JoAnn Matouk Romain, 55, disappeared after leaving a Grosse Pointe Farms, Mich., church January 2010. Her body was discovered more than two months later floating in the Detroit River near Canada.
Police ruled Romain's death a suicide, claiming she drowned herself. But Michelle Romain says she thinks someone killed her mother.
Romain said she believes someone followed her mother, perhaps someone with a vendetta against another family member.
"I never for one second believed that my mother committed suicide," Romain told ABC News. "There are many clues that show there's foul play involved."
Frustrated by what she believes is a botched police job, Romain hired a private investigator.
"JoAnn Romain did not commit suicide," private investigator Scott Lewis told ABC News affiliate WXYZ-TV in Detroit. "I believe there was foul play. In short, I think this was a murder."

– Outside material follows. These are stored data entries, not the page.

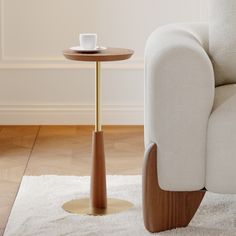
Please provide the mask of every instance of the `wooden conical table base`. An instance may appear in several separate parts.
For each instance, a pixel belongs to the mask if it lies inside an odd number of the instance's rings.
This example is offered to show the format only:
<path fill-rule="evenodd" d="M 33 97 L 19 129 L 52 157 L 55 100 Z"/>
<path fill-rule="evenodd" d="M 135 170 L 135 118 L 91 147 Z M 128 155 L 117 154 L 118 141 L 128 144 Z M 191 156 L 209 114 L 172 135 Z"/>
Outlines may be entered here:
<path fill-rule="evenodd" d="M 93 132 L 90 199 L 93 208 L 107 207 L 106 167 L 102 131 Z"/>
<path fill-rule="evenodd" d="M 92 139 L 92 174 L 90 199 L 81 198 L 66 202 L 62 208 L 73 214 L 102 216 L 126 211 L 133 204 L 120 199 L 107 199 L 106 168 L 103 132 L 94 132 Z"/>

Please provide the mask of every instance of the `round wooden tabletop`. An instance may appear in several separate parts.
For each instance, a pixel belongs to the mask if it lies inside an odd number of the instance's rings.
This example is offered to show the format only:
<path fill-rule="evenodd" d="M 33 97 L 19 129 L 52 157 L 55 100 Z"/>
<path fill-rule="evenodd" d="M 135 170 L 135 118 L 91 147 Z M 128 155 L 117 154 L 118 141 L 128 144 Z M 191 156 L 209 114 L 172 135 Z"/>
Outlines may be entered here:
<path fill-rule="evenodd" d="M 97 53 L 79 53 L 73 50 L 63 51 L 67 59 L 75 61 L 122 61 L 129 59 L 134 51 L 125 48 L 107 48 Z"/>

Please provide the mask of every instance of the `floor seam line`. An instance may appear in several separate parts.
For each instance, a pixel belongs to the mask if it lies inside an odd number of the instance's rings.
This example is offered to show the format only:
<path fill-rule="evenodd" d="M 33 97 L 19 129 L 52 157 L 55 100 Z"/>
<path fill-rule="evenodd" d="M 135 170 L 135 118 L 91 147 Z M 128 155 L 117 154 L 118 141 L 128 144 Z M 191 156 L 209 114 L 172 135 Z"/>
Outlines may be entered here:
<path fill-rule="evenodd" d="M 34 147 L 35 147 L 35 144 L 36 144 L 36 141 L 37 141 L 37 138 L 38 138 L 40 129 L 41 129 L 41 125 L 38 127 L 37 133 L 36 133 L 35 138 L 34 138 L 33 145 L 32 145 L 32 147 L 31 147 L 30 153 L 29 153 L 29 155 L 28 155 L 28 160 L 27 160 L 27 163 L 26 163 L 26 165 L 25 165 L 25 169 L 24 169 L 24 172 L 23 172 L 23 174 L 22 174 L 20 184 L 19 184 L 19 186 L 18 186 L 18 188 L 17 188 L 17 190 L 16 190 L 16 194 L 15 194 L 15 197 L 14 197 L 14 201 L 13 201 L 13 204 L 12 204 L 11 211 L 12 211 L 13 206 L 14 206 L 14 204 L 15 204 L 16 197 L 17 197 L 17 194 L 18 194 L 18 192 L 19 192 L 22 179 L 23 179 L 23 177 L 24 177 L 24 175 L 25 175 L 25 173 L 26 173 L 26 169 L 27 169 L 27 167 L 28 167 L 28 164 L 29 164 L 31 155 L 32 155 L 32 153 L 33 153 L 33 149 L 34 149 Z M 6 231 L 6 228 L 7 228 L 7 224 L 8 224 L 8 221 L 9 221 L 9 217 L 10 217 L 10 215 L 11 215 L 11 211 L 10 211 L 10 214 L 9 214 L 9 216 L 8 216 L 8 218 L 7 218 L 7 222 L 6 222 L 5 228 L 3 228 L 3 236 L 4 236 L 5 231 Z"/>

Among the perceived clues the family points to are JoAnn Matouk Romain's high-heeled boots that she wore the night she died. Romain walked over two concrete ledges and metal rods before walking into the rocky river, authorities have said.
But Michelle Romain says that other than some clay from the river, her mother's boots were in impeccable condition, consistent with her being carried.
According to the daughter, her mother's purse had rips in it that weren't there the morning before she disappeared, and an autopsy indicated there were bruises on her upper left arm, the same arm where she carried her purse, Romain said.
Romain said her mother fueled her car the same day she disappeared, wondering why a woman who intended to kill herself would bother with gasoline. The daughter also pointed to the location of her mother's car, which, she says, was found in a different parking spot from where her mother originally parked the vehicle at the church.
Police have reportedly said they stand by their initial findings, although they say they are willing to review any new evidence.
"It would take substantial new evidence for the police to reopen a case," former FBI agent and ABC News consultant Brad Garrett said. "Like the identity of a killer and perhaps evidence as to the particulars of her death."
Meanwhile, Romain and her brother say they won't stop fighting.
"We will not rest until her...killers are found," Romain said, "and justice is brought."